The next step was to determine whether each of the three AUGs could be used for initiation independently from each other. Therefore, the experimental approach consisted of the hybridization of short 2′-O-methyloligoribonucleotides that were annealed to different regions of the HIV-2 mRNA molecule. Annealing of the oligos to the RNAs was tested by electrophoresis of RNA–oligo duplexes on agarose gels (see Supplemental Fig. 2). As a control experiment to evaluate the effect of oligo hybridization on ribosomal scanning, a 2′-O-methyloligoribonucleotide complementary to the globin 5′-UTR was used and the resulting oligo–mRNA duplex was translated in the RRL (Fig. 5, lanes 1–4). This resulted in a drastic inhibition of translation of the globin–LacZ RNA showing that the oligo–mRNA duplex was stable enough to arrest most of the scanning 40 S ribosomes. Interestingly, when a 2′-O-methyloligoribonucleotide was annealed to the primary binding site (PBS), which lies in the middle of the HIV-2 5′-UTR, we could only observe a marginal decrease in translation from the first AUG site with no effect on the downstream AUGs (Fig. 5, lanes 5–8). Hybridization of an oligo targeting the RNA region including the AUG1 initiation site resulted in the pronounced inhibition of translation at the proximal site but with virtually no effect on the expression of p50 and p44 which are synthesized from initiation at AUG2 and AUG3, respectively (Fig. 5, lanes 9–12). In a similar manner, hybridization of a 2′-O-methyloligoribonucleotide at the second AUG site (AUG2) yielded some unexpected results (Fig. 5, lanes 13–16). First of all, it did not impair expression of p44 from the third AUG initiation site, suggesting that translation at AUG3 does not result from leaky scanning or read through from AUG2. Second, it can be clearly seen on the autoradiography that initiation occurred upstream of the AUG2 as judged by the slightly larger translation product made (Fig. 5, cf. lane 9 and lanes 10–12). This product (named p52) might result from translation initiation at a non-AUG codon since no AUG triplets (either in frame or out of frame) are located between AUG 1 and AUG2 and may correspond to an in-frame CUG codon that is present some 19 codons upstream of AUG2.
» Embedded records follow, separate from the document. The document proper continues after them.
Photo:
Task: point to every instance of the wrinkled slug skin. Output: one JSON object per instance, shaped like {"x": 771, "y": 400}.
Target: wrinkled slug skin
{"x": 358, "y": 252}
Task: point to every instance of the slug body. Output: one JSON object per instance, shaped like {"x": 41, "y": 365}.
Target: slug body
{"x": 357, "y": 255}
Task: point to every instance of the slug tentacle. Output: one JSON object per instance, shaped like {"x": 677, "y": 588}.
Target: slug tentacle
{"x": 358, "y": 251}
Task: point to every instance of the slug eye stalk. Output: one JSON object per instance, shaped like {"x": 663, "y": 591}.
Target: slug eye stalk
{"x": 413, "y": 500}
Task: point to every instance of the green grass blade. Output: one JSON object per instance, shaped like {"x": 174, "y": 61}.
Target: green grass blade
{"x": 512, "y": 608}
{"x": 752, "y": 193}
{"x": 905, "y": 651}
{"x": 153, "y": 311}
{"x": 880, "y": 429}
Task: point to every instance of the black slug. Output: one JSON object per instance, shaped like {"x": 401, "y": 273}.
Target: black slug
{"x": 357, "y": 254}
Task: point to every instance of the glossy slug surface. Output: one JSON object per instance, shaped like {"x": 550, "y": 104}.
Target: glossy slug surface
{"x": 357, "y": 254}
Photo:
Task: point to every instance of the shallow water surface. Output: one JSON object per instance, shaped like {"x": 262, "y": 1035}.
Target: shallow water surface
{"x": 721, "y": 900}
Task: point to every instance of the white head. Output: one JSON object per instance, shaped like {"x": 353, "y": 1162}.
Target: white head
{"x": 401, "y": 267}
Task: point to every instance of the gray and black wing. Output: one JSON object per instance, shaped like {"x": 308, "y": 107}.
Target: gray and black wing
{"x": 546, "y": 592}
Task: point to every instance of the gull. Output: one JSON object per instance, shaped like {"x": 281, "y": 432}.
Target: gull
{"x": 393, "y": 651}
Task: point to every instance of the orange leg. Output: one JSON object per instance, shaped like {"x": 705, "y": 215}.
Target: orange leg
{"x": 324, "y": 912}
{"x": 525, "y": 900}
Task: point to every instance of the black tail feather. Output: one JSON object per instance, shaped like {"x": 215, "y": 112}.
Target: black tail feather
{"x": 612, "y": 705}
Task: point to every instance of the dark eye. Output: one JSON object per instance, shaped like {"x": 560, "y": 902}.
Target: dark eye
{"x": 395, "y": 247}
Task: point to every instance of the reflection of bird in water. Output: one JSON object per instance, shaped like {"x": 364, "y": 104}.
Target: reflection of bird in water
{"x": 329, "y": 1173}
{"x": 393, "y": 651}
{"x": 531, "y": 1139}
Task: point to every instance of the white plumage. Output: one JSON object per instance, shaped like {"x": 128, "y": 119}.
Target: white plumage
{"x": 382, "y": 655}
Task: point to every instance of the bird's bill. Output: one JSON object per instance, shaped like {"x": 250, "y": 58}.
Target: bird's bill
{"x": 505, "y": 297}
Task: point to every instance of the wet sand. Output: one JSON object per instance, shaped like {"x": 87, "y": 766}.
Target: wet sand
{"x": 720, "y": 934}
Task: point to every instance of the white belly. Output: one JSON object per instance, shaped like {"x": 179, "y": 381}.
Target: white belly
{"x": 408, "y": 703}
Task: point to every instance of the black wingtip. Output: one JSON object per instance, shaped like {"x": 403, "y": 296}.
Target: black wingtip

Taken together, these results indicate that there are three distinct and functionally independent internal entry sites located entirely in the gag coding region: IRES 1 lies downstream from its AUG entry site as described previously, the second IRES is located between AUG1 and AUG2, and the third IRES spans between AUG2 to AUG3. Interestingly, each of these three IRES has its own initiation site.

The HIV-2 protease regulates the pattern of expression of Gag isoforms

We next went on to investigate the molecular determinants that could control HIV-2 translation. In particular, it was of interest to study the effects of the viral HIV-2 protease on the translation of its cognate mRNA. This protease was previously shown to play a role in translation by cleaving the initiation factor eIF4G (Ventoso et al. 2001; Ohlmann et al. 2002). Such a proteolytic event yields an N-terminal fragment which contains the eIF4E binding site and a carboxy-terminal domain identical to the L-protease generated eIF4G fragment except that it lacks a small 40 aa RNA binding domain previously described as being critical for ribosomal scanning (Prevot et al. 2003a). As a result, this C-terminal eIF4G fragment resulting from HIV-2 protease cleavage, which harbors the eIF4A and eIF3 binding site, is not competent to support ribosomal scanning. Thus, the RRL was pretreated with increasing amounts of the HIV-2 protease and then programmed with Globin-LacZ, EMCV-LacZ, capped and uncapped wild-type HIV-2 (T7-WT HIV-2), or the capped and uncapped leaderless HIV-2 (T7-AUG1 HIV-2) together with the Hepatitis C virus (HCV) mRNAs whose translation is not dependent on the integrity of eIF4G (Fig. 6). The cleavage of eIF4G was monitored by Western blot (see Supplemental Fig. 3). Addition of the recombinant HIV-2 protease did not affect HCV IRES translation (Fig. 6, lanes 8,9), indicating that no damage to the general translational machinery was caused by addition of the retroviral enzyme. As expected, expression of Globin-LacZ was virtually abolished (Fig. 6, lane 3) whereas translation of EMCV-IRES containing mRNA was affected to a lesser extent (Fig. 6, lane 6).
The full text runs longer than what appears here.